The essential oil in cloves has significant commercial value and its primary ingredient is eugenol, which belongs to a class of chemicals known as phenylpropanoids. Now, even scientific research shows that clove oil has many health benefits.
The potency of clove oil depends primarily on its concentration of eugenol. Clove oil that comes from the flower buds contains 60 to 90 percent eugenol, according to the Illustrated Encyclopaedia of Essential Oils. The major impurities of this type of clove oil include caryophyllene and eugenyl acetate.
Clove oil from the leaves of the plant has a eugenol content of 82 to 88 percent with eugenyl acetate as the primary impurity. The stems produce the highest quality clove oil with a concentration of 90 to 95 percent eugenol. This form of clove oil has no pharmaceutically significant impurities.
The most common uses of clove oil in medicine include pain relief and disinfection, especially in dentistry. It is also a popular home remedy for toothaches and dry socket. Clove oil is often used as an expectorant, since it allows you to cough up phlegm more easily. Additional health benefits of clove oil include the following areas:
The Food and Drug Administration generally recognized clove oil as safe and effective for the relief of toothaches until 1991. Since that time, the FDA has considered the scientific evidence to be insufficient to demonstrate the effectiveness of clove oil for toothaches. The FDA still considers clove oil generally safe in typical dosages.
Researchers at Kuwait University conducted a study in 2006 comparing the effectiveness of clove oil and benzocaine for the relief of pain caused by injections into the mouth. The study showed that both preparations were more effective than a placebo. The clove oil and benzocaine preparations had approximately the same effect in relieving pain. This effect requires more studies to ensure it is repeatable.
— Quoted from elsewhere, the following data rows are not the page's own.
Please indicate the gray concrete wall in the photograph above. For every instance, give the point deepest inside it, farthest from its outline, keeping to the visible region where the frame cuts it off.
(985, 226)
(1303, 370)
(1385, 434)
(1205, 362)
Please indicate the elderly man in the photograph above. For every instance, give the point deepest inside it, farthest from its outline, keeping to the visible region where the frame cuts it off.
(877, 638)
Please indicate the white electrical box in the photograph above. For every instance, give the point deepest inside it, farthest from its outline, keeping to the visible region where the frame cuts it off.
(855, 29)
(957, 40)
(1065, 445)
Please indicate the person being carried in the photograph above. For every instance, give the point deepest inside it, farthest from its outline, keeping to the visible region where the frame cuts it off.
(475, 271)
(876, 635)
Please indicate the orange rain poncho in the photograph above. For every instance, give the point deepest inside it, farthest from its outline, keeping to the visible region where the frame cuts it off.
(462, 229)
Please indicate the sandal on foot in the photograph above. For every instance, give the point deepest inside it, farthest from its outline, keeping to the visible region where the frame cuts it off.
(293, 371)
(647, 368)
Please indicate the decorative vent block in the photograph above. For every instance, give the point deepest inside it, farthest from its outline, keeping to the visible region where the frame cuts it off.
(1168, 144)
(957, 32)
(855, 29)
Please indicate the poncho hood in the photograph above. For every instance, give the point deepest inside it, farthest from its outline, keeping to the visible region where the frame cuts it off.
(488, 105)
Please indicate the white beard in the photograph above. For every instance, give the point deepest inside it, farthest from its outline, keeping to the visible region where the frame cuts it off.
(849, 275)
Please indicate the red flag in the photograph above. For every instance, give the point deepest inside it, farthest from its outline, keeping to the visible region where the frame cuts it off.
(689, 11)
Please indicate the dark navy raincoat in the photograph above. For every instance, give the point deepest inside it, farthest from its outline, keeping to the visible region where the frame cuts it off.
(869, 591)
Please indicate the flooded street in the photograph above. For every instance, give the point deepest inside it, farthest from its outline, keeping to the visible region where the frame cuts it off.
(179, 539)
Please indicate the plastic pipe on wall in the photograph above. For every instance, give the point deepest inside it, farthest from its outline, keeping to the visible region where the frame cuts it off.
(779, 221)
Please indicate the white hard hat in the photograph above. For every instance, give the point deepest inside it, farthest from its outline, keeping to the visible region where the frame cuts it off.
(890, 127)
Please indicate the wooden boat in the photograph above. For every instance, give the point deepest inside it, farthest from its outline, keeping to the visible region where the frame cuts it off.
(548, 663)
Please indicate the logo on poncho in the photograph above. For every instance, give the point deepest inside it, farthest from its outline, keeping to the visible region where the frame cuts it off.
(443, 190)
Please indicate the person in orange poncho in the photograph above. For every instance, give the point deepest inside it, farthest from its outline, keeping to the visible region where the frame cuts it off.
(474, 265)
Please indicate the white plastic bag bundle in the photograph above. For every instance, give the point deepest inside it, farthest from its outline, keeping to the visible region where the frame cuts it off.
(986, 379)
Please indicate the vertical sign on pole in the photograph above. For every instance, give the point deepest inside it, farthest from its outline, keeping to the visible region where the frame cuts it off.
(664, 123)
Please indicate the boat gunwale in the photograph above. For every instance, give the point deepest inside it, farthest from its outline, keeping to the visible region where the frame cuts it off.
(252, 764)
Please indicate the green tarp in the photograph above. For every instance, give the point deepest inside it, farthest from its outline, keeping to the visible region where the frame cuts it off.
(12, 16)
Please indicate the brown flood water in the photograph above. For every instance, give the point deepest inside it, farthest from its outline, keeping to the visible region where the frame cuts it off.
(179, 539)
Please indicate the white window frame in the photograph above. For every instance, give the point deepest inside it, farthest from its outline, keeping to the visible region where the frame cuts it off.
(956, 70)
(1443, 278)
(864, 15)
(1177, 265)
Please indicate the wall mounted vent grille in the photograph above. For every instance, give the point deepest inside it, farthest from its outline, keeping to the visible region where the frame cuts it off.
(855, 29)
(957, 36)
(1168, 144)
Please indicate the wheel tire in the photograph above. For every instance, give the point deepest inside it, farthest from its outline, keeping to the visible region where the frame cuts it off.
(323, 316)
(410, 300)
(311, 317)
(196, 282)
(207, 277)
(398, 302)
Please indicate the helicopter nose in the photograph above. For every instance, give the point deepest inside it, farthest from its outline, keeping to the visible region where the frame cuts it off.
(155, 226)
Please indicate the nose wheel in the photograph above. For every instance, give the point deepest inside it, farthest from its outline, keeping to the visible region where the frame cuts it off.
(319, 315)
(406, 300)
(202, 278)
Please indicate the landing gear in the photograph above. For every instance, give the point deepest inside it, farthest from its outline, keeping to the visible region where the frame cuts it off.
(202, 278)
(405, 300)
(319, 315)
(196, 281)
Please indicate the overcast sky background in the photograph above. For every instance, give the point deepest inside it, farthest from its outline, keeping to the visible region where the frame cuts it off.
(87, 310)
Scientific research also shows clove oil to be an effective mosquito repellent. A recent study used various concentrations of clove oil and found that undiluted clove oil repelled mosquitoes for up to two hours. However, undiluted clove oil can also cause a rash in people sensitive to its effects. The study was performed at Mahidol University in Bangkok, Thailand and its results appeared in a 2005 issue of Phytotherapy Research.
The results of a study on the effect of clove oil on lung cancer were published in a 2006 issue of Carcinogenesis. This study suggests that clove oil may help slow the progression of lung cancer in mice that have been treated with anticancer drugs. Limited laboratory studies suggest that the health benefits of clove oil include fighting skin mites, fungi and bacteria.